Поэтому мамка Пипа, чёрная моль, летучая мышь, с помощью подначальных девиц с Кленового и высматривала детдомовок, особых, в которых ей слышался девственный, устричный писк. Она покупала их у безносого Сёги в его вагонном притоне на запасных путях товарной станции и перепродавала в полубессознательном, от клея БФ, состоянии очкастому портье в гостинице Ленинградская. Дурман, впрочем, был нужен не только для облегчения передачи послушного, безвольного товара. Пипа всегда лезла за уши разваренных, томных девочек. У тех надышавшихся, у кого там проступала покрасневшая жаберная складка, был рудимент и внизу позвоночника. Это случалось редко и стоило дорого. Портье отвозил таких, с раздвоенным копчиком, на самый верх гостиницы, и они никогда не возвращались.
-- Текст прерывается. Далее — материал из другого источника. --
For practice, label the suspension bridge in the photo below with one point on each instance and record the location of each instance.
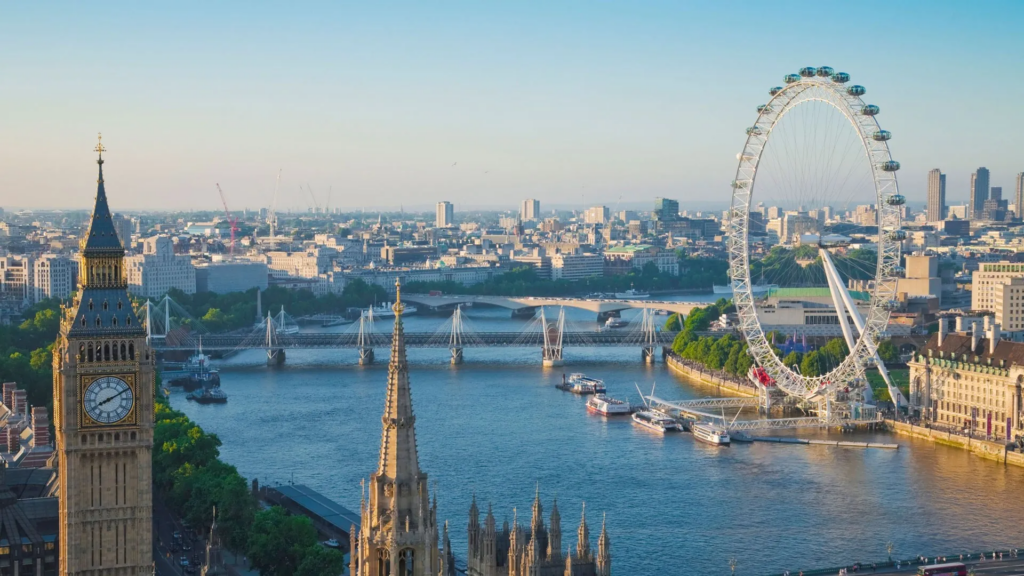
(170, 328)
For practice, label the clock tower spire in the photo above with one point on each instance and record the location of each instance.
(103, 413)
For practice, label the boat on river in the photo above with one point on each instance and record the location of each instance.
(199, 373)
(711, 434)
(607, 406)
(208, 396)
(656, 421)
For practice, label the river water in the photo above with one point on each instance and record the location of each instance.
(496, 426)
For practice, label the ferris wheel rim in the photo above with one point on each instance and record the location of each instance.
(848, 103)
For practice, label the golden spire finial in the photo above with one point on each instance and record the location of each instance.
(398, 306)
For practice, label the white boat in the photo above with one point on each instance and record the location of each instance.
(579, 383)
(384, 311)
(613, 322)
(655, 421)
(606, 406)
(756, 289)
(711, 434)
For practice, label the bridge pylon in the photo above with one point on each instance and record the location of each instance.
(649, 336)
(366, 345)
(552, 353)
(274, 354)
(455, 342)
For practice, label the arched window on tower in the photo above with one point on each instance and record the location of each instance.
(406, 562)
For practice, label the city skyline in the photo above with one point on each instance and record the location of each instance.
(409, 106)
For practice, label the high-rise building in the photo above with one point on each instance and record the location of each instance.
(530, 209)
(666, 209)
(397, 533)
(597, 215)
(445, 214)
(1020, 195)
(103, 414)
(936, 196)
(979, 192)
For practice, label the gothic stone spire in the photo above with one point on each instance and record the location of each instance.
(398, 459)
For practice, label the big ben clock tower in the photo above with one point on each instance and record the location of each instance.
(103, 414)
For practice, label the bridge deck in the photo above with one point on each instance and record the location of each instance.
(413, 339)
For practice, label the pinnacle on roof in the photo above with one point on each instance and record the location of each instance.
(101, 238)
(398, 452)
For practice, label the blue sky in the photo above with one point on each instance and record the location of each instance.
(570, 103)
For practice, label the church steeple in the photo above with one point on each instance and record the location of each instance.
(398, 458)
(398, 524)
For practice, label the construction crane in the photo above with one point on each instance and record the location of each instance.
(313, 196)
(230, 219)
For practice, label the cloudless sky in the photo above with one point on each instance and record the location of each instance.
(570, 103)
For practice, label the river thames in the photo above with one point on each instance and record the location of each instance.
(496, 426)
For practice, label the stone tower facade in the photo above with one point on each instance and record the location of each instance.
(103, 414)
(534, 550)
(397, 534)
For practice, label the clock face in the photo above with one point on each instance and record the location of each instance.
(109, 400)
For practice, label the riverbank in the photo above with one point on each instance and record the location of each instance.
(988, 450)
(699, 374)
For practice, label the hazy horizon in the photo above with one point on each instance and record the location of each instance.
(481, 105)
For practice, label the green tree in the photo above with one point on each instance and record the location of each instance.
(793, 359)
(318, 561)
(278, 542)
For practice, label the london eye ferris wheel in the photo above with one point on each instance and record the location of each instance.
(817, 161)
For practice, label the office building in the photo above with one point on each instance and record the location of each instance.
(666, 209)
(970, 380)
(979, 192)
(158, 270)
(936, 196)
(530, 209)
(597, 215)
(985, 280)
(1019, 198)
(445, 214)
(239, 276)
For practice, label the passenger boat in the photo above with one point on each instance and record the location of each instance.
(711, 434)
(199, 373)
(759, 289)
(615, 323)
(209, 396)
(607, 406)
(578, 383)
(655, 421)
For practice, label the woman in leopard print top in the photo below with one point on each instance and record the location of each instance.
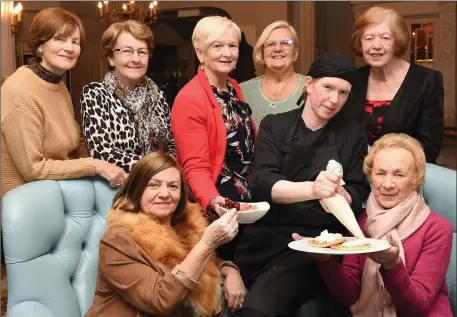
(126, 116)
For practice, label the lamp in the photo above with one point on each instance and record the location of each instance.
(16, 18)
(115, 12)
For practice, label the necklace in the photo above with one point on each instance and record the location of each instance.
(275, 96)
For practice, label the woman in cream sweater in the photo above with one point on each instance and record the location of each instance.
(40, 137)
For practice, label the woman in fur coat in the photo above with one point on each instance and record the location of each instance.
(157, 257)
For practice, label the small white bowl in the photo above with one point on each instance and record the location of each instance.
(251, 216)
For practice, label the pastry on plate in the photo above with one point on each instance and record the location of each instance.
(352, 245)
(230, 204)
(326, 239)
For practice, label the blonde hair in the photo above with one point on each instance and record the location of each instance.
(138, 30)
(257, 53)
(210, 29)
(377, 15)
(403, 141)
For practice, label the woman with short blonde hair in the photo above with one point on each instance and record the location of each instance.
(157, 256)
(210, 29)
(126, 116)
(404, 141)
(214, 131)
(408, 278)
(394, 95)
(279, 88)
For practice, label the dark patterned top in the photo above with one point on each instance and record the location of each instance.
(239, 155)
(373, 118)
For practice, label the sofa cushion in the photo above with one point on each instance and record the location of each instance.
(52, 231)
(439, 193)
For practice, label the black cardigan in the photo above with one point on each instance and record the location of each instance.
(268, 169)
(417, 108)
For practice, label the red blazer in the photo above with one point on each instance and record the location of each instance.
(200, 135)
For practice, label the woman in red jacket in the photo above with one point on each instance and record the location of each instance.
(408, 279)
(212, 125)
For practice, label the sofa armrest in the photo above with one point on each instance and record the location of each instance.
(29, 308)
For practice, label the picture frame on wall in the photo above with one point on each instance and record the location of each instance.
(29, 59)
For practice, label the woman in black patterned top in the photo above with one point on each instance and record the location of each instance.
(126, 116)
(212, 124)
(239, 154)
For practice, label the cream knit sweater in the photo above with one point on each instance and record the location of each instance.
(40, 136)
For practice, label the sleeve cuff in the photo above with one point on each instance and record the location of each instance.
(223, 263)
(89, 166)
(185, 280)
(356, 204)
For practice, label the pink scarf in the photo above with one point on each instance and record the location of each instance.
(401, 221)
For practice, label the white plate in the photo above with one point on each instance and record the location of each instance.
(251, 216)
(302, 245)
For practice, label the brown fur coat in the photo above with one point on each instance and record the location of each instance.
(169, 246)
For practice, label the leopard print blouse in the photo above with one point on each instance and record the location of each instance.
(122, 129)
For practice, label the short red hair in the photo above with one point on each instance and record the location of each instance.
(50, 22)
(377, 15)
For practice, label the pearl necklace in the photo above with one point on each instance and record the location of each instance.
(275, 96)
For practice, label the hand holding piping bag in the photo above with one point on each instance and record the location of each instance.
(338, 205)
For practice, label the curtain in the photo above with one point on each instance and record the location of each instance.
(8, 43)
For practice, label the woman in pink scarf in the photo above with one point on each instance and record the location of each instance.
(408, 279)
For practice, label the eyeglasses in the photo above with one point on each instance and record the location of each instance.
(128, 52)
(286, 44)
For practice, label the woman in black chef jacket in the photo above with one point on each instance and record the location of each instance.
(292, 152)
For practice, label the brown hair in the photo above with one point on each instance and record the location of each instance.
(376, 15)
(129, 196)
(50, 22)
(403, 141)
(138, 30)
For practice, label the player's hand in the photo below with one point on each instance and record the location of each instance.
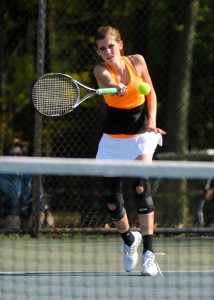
(122, 90)
(155, 130)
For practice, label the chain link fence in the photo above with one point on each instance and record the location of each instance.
(176, 39)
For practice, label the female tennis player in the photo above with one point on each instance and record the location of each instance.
(129, 134)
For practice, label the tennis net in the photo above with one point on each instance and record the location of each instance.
(74, 259)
Но ту, с косичками, попавшуюся ей на перроне в сопровождении загорелой чернушки с южного поезда, перехватил лысоватый потный тип в потёртом костюме. Держась поодаль, Пипа проследовала за ними до стеклянных дверей привокзального ресторана, откуда следила как козёл заказывал косичкам сок манго в банке. Затем он достал из кармана пиджака мятый кулёк. Устрица с косичками высыпала на ладонь пару каштанинок, редкость для Москвы. Со времён летних, пионеркой, турпоездок Пипа знала, что так можно ненароком целый южный город с собою захватить, впавший в детство. Смялись скалы-здания, понежнели, завязью слиплись, а время корочкой застарело. Но когда припечёт, расправятся скалы и город, источатся ароматом сквозь трещинку. Каштановое узнавание. А вернёшься откуда уехал — без этой ароматной архитектуры незнакомое голое нагромождение найдёшь и речка не горным потоком, а лимфой будет сочиться, до тех пор, пока кто-то элегантно не чмокнет тебя в перчатку липкой почкой, оказавшись знакомой скамейкой в чеховском саду, и когда будешь вкушать терпкую липучку, полопаются и соседние, клейкой чехардой успевая удержать летучие кусочки растерянных фасадов, подмигивающих, чтобы поддержать знакомство. А если некого чмокнуть, древесный пыл порастёт вот такими самопоцелуйными катышами. Пипа вздохнула. Над девчонкой с косицами в воздухе едва держалась ароматными линиями пастельная архитектура, сокрушаясь вокзальным сквозняком, а незнакомый вкус и вовсе лишил её сооружения малейшей опоры, которая двумя чешуйками обвалилась на девичьи колени. Пипа поскучнела. Иногда самые достоверные чувства приводят к руинам. Зато игра чувствами руины прекрасно консервирует. Тут её взгляд пересёкся со внимательным взглядом чернушки, та сделала Пипе знак. Через несколько минут Азеб встретилась с мамкой в пахнущей хлоркой туалетной комнате. — Я о тебе от Робсона знаю, — сказала эфиопка. — Целка эта интернатская, Амазонетта, уже третий день как осоловела, сразу как мы в поезде поехали, надо торопиться. Да ещё у нас и деньги кончились. У тебя есть клофелин? Пипа кивнула. — Когда они одуреют, болвана я в зал ожидания оттащу, а ты Амазонетту в Ленинградскую доставишь.